# DIY Light Fixture?



## HockiumGuru (May 2, 2008)

I am looking for directions to make a light fixture for my 20g tank, preferably a 2 bulb flourescent fixture, however I am open to any ideas.

If you have a link or written instructions that would be great!
Does anyone have any personal experiences regarding things to avoid and such?


----------



## grim (Mar 13, 2008)

i used directions from this link built by another forum member 
http://www.aquaticplantcentral.com/...ects/45208-diy-mod-perfecto-10-gal-light.html and this is what i came up without a reflector for now


----------



## SpeedEuphoria (Jul 9, 2008)

I did similar for my 10G, converted from T8 fluorescent to 2x 20w screw in bulbs. I used aluminum reflective tape and 44oz plastic cups for the reflector.

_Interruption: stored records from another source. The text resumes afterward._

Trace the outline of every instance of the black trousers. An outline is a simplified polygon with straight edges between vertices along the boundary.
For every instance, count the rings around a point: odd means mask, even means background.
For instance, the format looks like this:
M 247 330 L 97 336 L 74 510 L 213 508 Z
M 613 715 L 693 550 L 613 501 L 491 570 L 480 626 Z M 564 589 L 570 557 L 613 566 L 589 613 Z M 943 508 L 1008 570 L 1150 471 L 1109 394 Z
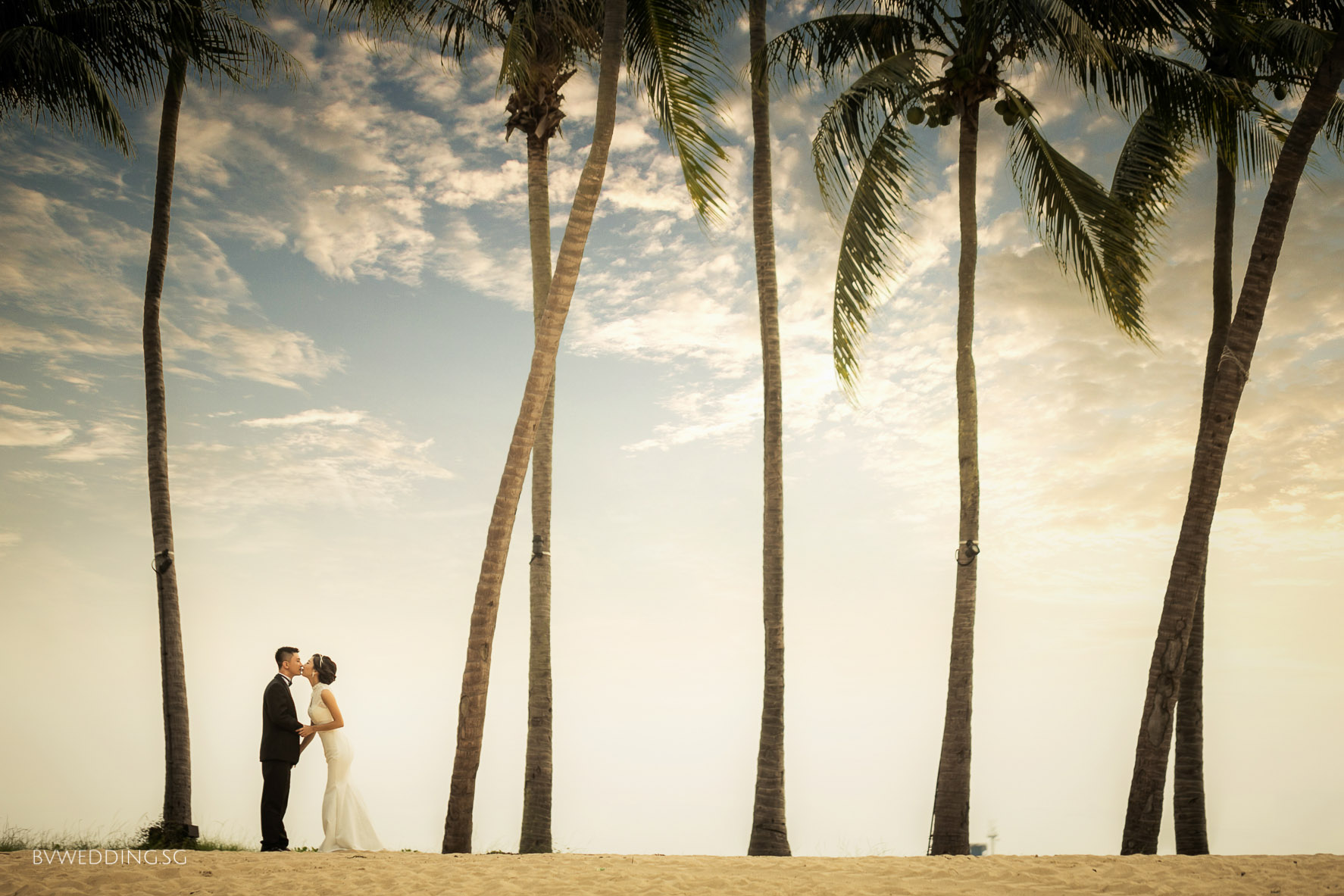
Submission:
M 261 848 L 286 849 L 285 810 L 289 807 L 289 762 L 261 763 Z

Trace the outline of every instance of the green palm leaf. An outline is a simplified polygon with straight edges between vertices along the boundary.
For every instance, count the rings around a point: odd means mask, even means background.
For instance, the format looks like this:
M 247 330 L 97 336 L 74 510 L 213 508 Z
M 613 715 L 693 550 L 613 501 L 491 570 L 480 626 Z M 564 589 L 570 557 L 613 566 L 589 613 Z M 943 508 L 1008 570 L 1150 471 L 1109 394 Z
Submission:
M 1021 94 L 1009 93 L 1020 118 L 1008 142 L 1009 168 L 1021 192 L 1027 223 L 1101 304 L 1116 326 L 1146 341 L 1142 283 L 1148 266 L 1136 215 L 1102 184 L 1068 161 L 1036 129 Z M 1150 184 L 1160 177 L 1150 177 Z
M 836 376 L 851 400 L 859 383 L 859 343 L 907 239 L 905 219 L 918 185 L 913 154 L 914 142 L 896 120 L 882 125 L 864 156 L 840 238 L 831 344 Z
M 716 90 L 727 71 L 707 24 L 699 0 L 628 0 L 625 60 L 681 163 L 696 214 L 715 222 L 727 201 Z
M 832 216 L 845 215 L 851 188 L 886 121 L 930 90 L 927 69 L 907 51 L 866 71 L 827 107 L 812 140 L 812 164 Z
M 781 32 L 766 44 L 762 71 L 786 83 L 816 75 L 831 85 L 855 66 L 870 67 L 915 48 L 922 28 L 898 15 L 823 16 Z M 784 86 L 784 85 L 781 85 Z

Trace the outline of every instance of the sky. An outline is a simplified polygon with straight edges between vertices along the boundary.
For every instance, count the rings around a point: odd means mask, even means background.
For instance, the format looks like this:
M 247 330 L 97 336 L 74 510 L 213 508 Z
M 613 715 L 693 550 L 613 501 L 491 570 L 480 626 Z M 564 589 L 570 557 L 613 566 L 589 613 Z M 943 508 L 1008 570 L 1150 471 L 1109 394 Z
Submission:
M 797 16 L 781 9 L 771 34 Z M 305 77 L 187 90 L 163 339 L 203 833 L 259 840 L 276 647 L 329 654 L 352 780 L 391 849 L 437 850 L 480 556 L 531 355 L 524 145 L 499 58 L 371 52 L 293 15 Z M 726 38 L 746 63 L 745 24 Z M 1126 133 L 1048 70 L 1017 83 L 1109 181 Z M 624 85 L 624 79 L 622 79 Z M 595 82 L 552 142 L 558 247 Z M 794 854 L 922 854 L 950 642 L 956 153 L 921 129 L 909 263 L 849 402 L 831 363 L 837 228 L 771 105 L 785 420 L 785 756 Z M 1290 101 L 1292 102 L 1292 101 Z M 750 111 L 727 98 L 730 214 L 694 216 L 622 86 L 556 375 L 554 840 L 741 854 L 762 689 L 761 376 Z M 140 322 L 157 109 L 128 161 L 0 130 L 0 825 L 129 833 L 163 801 Z M 985 117 L 976 360 L 982 477 L 970 834 L 1114 853 L 1193 451 L 1214 173 L 1189 172 L 1148 292 L 1153 348 L 1098 314 L 1020 212 Z M 1344 172 L 1298 193 L 1214 523 L 1204 755 L 1216 853 L 1344 848 Z M 1236 281 L 1263 184 L 1239 184 Z M 477 852 L 516 850 L 527 497 L 500 603 Z M 294 697 L 306 705 L 308 685 Z M 325 768 L 294 771 L 293 845 Z M 1169 822 L 1161 852 L 1173 850 Z

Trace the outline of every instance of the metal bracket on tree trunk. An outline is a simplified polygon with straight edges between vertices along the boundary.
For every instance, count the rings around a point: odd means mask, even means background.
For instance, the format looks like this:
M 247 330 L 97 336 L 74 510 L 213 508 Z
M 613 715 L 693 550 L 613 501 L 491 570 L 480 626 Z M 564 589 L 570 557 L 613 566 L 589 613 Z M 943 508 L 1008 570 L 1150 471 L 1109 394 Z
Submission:
M 966 562 L 965 563 L 961 562 L 961 549 L 962 548 L 966 549 Z M 968 567 L 968 566 L 970 566 L 972 563 L 976 562 L 976 555 L 977 553 L 980 553 L 980 543 L 978 541 L 958 541 L 957 543 L 957 551 L 952 556 L 954 556 L 957 559 L 957 566 L 960 566 L 960 567 Z
M 1236 353 L 1224 345 L 1223 353 L 1218 356 L 1218 367 L 1222 368 L 1223 361 L 1227 360 L 1230 360 L 1236 369 L 1242 372 L 1242 386 L 1251 382 L 1251 372 L 1246 369 L 1245 364 L 1242 364 L 1242 359 L 1236 357 Z

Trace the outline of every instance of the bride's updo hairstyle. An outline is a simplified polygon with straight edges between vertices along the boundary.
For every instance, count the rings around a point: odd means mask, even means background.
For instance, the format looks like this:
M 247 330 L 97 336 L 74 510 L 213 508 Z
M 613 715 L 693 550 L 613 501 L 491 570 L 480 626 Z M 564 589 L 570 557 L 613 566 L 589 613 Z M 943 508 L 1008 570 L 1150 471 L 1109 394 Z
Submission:
M 317 681 L 329 685 L 336 681 L 336 661 L 320 653 L 313 654 L 313 668 L 317 669 Z

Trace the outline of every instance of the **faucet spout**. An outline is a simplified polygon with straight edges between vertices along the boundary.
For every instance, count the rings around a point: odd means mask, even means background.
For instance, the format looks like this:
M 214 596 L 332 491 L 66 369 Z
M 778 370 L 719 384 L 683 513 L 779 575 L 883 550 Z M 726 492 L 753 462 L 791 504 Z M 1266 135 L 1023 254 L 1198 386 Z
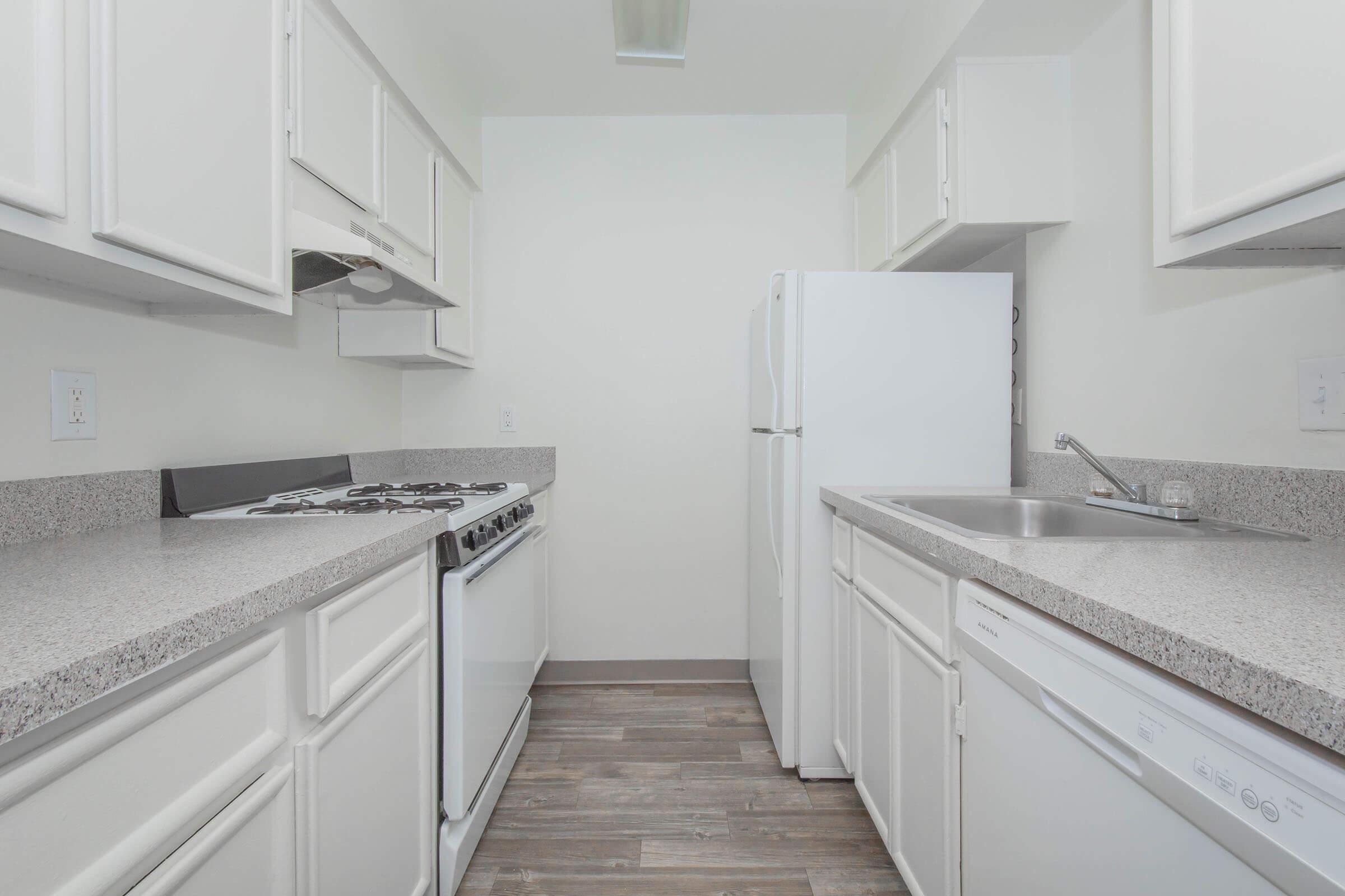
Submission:
M 1083 442 L 1076 439 L 1069 433 L 1056 433 L 1056 450 L 1065 451 L 1068 449 L 1073 449 L 1079 457 L 1088 462 L 1088 466 L 1098 470 L 1104 480 L 1116 486 L 1116 490 L 1124 494 L 1127 501 L 1132 501 L 1134 504 L 1145 502 L 1145 497 L 1141 496 L 1135 486 L 1131 486 L 1128 482 L 1116 476 L 1110 466 L 1098 459 L 1096 454 L 1084 447 Z

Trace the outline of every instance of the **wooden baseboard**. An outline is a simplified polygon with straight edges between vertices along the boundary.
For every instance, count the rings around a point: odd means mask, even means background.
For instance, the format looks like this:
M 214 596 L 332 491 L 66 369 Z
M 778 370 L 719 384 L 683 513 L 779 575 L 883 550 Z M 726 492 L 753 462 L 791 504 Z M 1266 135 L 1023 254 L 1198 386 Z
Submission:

You can also look into ODNO to force more watts through your current bulb and or an extra bulb if you choose


----------



## wrkucera (Jan 6, 2008)

http://www.aquaticplantcentral.com/...2688-journal-75-gallon-diy-projects-lots.html

Sonaps made a gorgeous canopy/light fixture design. Just scale it down for your 20.


----------



## vancat (Nov 5, 2004)

check out ahsupply.com


----------



## carl8232 (May 8, 2007)

Grim,
What did you use to mount the fixtures?


----------



## grim (Mar 13, 2008)

i used threaded nipples to attach all the sockets to the hood the outer two are directly attached to the hood the inner two are attached to a exhaust hanger bracket i had laying around that i bent into an L then drilled two holes in the hood cause i didn't have any nuts or bolts and i attached the bracket to the hood with a zip tie the nipples and the sockets were both bought at home depo this is the directions i followed on how to make the hood courtesy of hoppycalif http://www.aquaticplantcentral.com/...ects/45208-diy-mod-perfecto-10-gal-light.html


----------



## CraigL83 (Jun 6, 2008)

this was an old DIY hood i built...I used everything possible. T5HO lamps, 250 watt HQI Metal Halides, and LED's...If you are still thinking of building your own light id be happy to walk you through it.


----------